For starters, here are some of the basics you might need:
- Several good quality condoms gloves, and/or dental dams, and both you and your
partner know how to use them correctly. Also, you’ve checked the expiration
date to make sure they’re still effective.
- A large bottle of latex-safe, water-soluble lube. No oil-based lubes because
they’ll destroy condoms.
- If there’s a chance you or your partner could get pregnant, a second kind
of birth control for use along with condoms.
- A list of local clinics and their phone numbers. See our Testing section or the
Clinic and Condom Finder for these.
- Be prepared that you might need a “sex budget” for things like birth control and safer-sex items. You may be able to get these things for free from your doctor’s office or clinic, but not always.
Age of consent
It’s important to know about the laws in Canada that state how old you and
your partner have to be before you can have sex. For most kinds of sexual activity, if
- 16 or older, you can choose to have sex with anyone (as long as they are of the legal age to have sex with you and are not an authority figure);
- 14 or 15, you can choose to have sex with someone who is no more than five years older than you; and
- 12 or 13, you can choose to have sex with someone who is no more than two years older than you.

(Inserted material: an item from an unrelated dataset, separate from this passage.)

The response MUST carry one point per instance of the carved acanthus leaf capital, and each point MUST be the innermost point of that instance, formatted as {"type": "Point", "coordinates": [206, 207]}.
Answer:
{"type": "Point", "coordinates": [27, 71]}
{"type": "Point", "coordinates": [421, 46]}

The Criminal Code of Canada states that persons under the age of 18 cannot engage in anal intercourse except if they are legally married. As long as the Criminal Code remains unchanged and you’re over the age of 18, you could be charged for having anal sex with someone younger than 18.
This doesn’t mean that you have to have sex at a certain age. Age doesn’t determine whether you’re ready for sex – you do.
Choosing NOT to have sex
There are lots of good reasons to not have sex. You can choose to be abstinent
forever, for a few years, or for a few weeks. You might choose abstinence because:
- You don’t want to risk getting pregnant (or getting someone pregnant). No birth control is 100% effective.
- It protects you from most STIs.
- You can’t get birth control and safer sex items.
- Your religion or beliefs don’t allow pre-marital sex.
- You aren’t ready for a sexual partner.
- You aren’t interested in sex right now (maybe there are more important things going on, you’re not sure about it, or are feeling “sick of sex”).
- You’re not interested in sex at all. Your feelings may change over time and if you’re not interested in sex, it doesn’t mean there’s anything wrong with you.
Things you can do instead of having sex
You don’t need to have sexual intercourse to be intimate or feel close to your partner. If you don’t feel you’re ready to have sex, there are many other things you can do instead; depending on your own comfort level, of course.
Here are some of the things you can do instead of having sex:
- Hold hands;
- Phone sex, “sexting” or cyber sex; or
There are also things you can do that can bring you closer to your partner, without actually getting close. These might include:
- Talking in person, on the phone, or online;
- Watching movies;
- Going for coffee;
- Going for a walk;
- Exercising together;
- Playing pool;
- Going bowling; or
- Hanging out in a group of friends.